L'abhiseka est l'un des dix sujets des tantra et la porte d'entrée qui autorise la pratique du Vajrayàna. Elle est indispensable à quiconque souhaite entrer dans une telle voie. Seul un maître qualifié, le vajrâcàrya (tib. rdo-rje slob-dpon), est habilité à la conférer.
Les qualités requises sont les suivantes : il doit prendre soin de ses vœux, être motivé par la compassion, avoir la connaissance des tantra et avoir accompli lui-même une retraite et maîtrisé les signes d'accomplissement de la pratique correspondante au niveau du tantra qu'il confère. Le disciple lui-même doit être un pur réceptacle, animé par la motivation de la bodhicitta et la dévotion, et doit s'engager à préserver les vœux spécifiques à la transmission de pouvoir (sk. samaya, tib. dam-tshig). Traditionnellement, maître et disciple doivent s'examiner avant de s'engager l'un envers l'autre.

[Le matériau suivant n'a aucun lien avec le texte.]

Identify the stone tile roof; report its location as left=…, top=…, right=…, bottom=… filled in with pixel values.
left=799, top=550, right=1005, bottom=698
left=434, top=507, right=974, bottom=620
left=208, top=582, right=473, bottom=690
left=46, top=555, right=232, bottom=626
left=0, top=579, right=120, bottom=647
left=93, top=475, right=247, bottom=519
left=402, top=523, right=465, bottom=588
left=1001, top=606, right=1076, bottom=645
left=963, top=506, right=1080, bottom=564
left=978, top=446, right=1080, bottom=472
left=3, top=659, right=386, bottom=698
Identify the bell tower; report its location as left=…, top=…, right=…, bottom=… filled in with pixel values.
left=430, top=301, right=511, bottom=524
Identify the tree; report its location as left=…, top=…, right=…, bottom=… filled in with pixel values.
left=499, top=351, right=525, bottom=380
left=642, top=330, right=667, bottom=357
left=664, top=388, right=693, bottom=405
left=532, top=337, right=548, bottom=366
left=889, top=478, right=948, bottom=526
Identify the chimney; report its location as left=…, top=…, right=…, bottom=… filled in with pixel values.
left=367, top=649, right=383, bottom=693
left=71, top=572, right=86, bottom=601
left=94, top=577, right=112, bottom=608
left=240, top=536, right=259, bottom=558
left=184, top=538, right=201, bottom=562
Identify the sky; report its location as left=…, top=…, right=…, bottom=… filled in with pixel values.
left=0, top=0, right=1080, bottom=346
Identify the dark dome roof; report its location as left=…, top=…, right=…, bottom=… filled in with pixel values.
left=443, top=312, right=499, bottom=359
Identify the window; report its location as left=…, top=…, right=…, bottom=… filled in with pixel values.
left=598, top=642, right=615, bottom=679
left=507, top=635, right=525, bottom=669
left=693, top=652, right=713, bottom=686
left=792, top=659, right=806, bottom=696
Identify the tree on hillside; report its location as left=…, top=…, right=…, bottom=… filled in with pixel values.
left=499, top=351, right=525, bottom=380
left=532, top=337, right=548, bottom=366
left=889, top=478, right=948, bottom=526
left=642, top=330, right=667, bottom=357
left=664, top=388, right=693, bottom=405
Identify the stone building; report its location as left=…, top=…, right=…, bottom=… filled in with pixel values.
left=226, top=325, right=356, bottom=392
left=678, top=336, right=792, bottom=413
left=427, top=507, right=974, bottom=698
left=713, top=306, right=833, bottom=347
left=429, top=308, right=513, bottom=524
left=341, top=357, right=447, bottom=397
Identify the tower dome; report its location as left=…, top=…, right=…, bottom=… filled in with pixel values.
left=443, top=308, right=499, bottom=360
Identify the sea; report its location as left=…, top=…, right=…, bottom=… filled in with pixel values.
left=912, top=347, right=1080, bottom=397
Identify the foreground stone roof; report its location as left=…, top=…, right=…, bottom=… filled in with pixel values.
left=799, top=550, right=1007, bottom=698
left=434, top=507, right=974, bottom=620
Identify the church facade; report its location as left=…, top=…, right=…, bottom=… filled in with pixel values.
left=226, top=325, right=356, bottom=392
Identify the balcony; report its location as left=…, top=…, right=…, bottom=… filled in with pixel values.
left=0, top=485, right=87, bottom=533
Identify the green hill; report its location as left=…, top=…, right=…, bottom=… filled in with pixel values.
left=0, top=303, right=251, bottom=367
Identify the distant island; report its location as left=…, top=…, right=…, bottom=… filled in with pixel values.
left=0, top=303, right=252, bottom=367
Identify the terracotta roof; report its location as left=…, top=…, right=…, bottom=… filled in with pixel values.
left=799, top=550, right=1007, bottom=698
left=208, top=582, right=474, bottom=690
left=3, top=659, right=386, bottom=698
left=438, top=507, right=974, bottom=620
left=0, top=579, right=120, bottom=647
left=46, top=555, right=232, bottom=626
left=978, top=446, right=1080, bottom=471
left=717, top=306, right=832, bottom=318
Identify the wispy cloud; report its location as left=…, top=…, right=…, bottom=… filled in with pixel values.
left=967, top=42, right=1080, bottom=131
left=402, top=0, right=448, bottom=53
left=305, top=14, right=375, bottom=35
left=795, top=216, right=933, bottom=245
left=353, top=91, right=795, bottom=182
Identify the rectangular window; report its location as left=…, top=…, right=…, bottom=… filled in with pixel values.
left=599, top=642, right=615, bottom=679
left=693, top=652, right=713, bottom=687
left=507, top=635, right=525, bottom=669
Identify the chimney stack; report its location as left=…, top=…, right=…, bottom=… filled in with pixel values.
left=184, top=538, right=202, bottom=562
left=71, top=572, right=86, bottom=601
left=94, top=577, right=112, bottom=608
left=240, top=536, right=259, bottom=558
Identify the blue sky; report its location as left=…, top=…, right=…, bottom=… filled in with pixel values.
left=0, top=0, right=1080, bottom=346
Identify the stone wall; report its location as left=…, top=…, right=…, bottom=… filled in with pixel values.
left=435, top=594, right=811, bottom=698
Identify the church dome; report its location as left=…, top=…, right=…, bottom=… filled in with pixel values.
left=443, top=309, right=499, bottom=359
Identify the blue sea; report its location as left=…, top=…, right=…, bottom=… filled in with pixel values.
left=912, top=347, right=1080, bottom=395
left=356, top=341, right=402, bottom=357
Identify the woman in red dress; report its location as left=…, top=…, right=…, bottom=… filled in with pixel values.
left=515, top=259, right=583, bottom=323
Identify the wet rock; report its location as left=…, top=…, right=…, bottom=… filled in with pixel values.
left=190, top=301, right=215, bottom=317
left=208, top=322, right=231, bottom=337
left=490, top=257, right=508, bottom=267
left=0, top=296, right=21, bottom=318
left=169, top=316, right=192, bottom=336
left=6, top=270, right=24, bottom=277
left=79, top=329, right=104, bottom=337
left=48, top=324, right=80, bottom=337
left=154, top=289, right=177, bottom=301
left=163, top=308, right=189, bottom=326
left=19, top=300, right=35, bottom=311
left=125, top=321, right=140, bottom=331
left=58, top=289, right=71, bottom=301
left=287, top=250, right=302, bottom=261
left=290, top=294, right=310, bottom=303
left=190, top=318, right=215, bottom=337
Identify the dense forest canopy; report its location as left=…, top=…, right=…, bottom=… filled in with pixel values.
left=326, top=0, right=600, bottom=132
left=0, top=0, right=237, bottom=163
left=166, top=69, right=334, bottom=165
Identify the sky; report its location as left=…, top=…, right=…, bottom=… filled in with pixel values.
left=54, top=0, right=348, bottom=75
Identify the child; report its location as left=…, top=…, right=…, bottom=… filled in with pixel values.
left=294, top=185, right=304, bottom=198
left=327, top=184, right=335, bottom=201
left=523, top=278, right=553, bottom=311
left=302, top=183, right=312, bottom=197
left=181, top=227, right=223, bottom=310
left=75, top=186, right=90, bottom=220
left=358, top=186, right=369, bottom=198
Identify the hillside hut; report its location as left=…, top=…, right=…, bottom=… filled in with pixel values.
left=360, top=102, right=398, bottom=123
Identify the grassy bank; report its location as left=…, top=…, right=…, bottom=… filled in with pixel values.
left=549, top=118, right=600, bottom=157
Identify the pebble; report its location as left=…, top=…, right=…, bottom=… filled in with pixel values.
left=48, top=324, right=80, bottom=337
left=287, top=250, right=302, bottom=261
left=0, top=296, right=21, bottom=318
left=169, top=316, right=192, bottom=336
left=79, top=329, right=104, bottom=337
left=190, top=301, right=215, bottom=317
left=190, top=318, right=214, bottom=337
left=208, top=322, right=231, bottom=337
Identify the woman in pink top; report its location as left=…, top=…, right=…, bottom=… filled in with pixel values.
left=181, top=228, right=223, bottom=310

La transmission de pouvoir consiste à révéler au disciple ses potentialités cachées, à dénouer ses blocages et à purifier ses obscurcissements. Elle crée en lui les conditions qui l'autorisent à pratiquer la voie du Vajrayàna. C'est "la transmission de pouvoir qui fait mûrir" (nu. smin-byed-kyi dbang), comparée à une graine plantée dans l'esprit du disciple. Pour la conférer, le maître entre dans le samâdhi de la déité et utilise différents objets rituels porteurs d'un sens symbolique, ainsi que des substances spécifiques (tib. rdzas) préparées à cet usage. S'il est habituel, de nos jours, dans le bouddhisme tibétain, de conférer des transmissions de pouvoir dans un environnement rituel sophistiqué avec un mandala de sable ou une "maison du mandala", de nombreux objets précieux et à une assemblée de disciples parfois importante, il faut toutefois se rappeler que la transmission de pouvoir est avant tout individuelle, qu'elle engage le maître envers chaque disciple et chaque disciple envers le maître. Dans les temps anciens, les mahàsiddha la conféraient à une seule personne à la fois ou à un petit groupe à l'aide de quelques objets rudimentaires. De fait, quand un maître confère une transmission de pouvoir en grande assemblée, il ne demande pas aux participants non préparés de s'engager dans les visualisations ni de prendre des vœux spécifiques de samaya. C'est alors une transmission que tout un chacun peut prendre en guise de simple bénédiction, comme une graine plantée pour l'avenir. Pour les disciples engagés, la transmission de pouvoir doit être suivie d'une "lecture orale d'autorisation" (tib. bka'-lung, lung) des textes de sàdhana à pratiquer et d'instructions (tib. khrid) expliquant comment pratiquer précisément. Au Japon, dans le Shingon et le Tendai, l'abhiseka n'est conférée qu'individuellement ou à de petits groupes de disciples choisis, dans le plus grand secret.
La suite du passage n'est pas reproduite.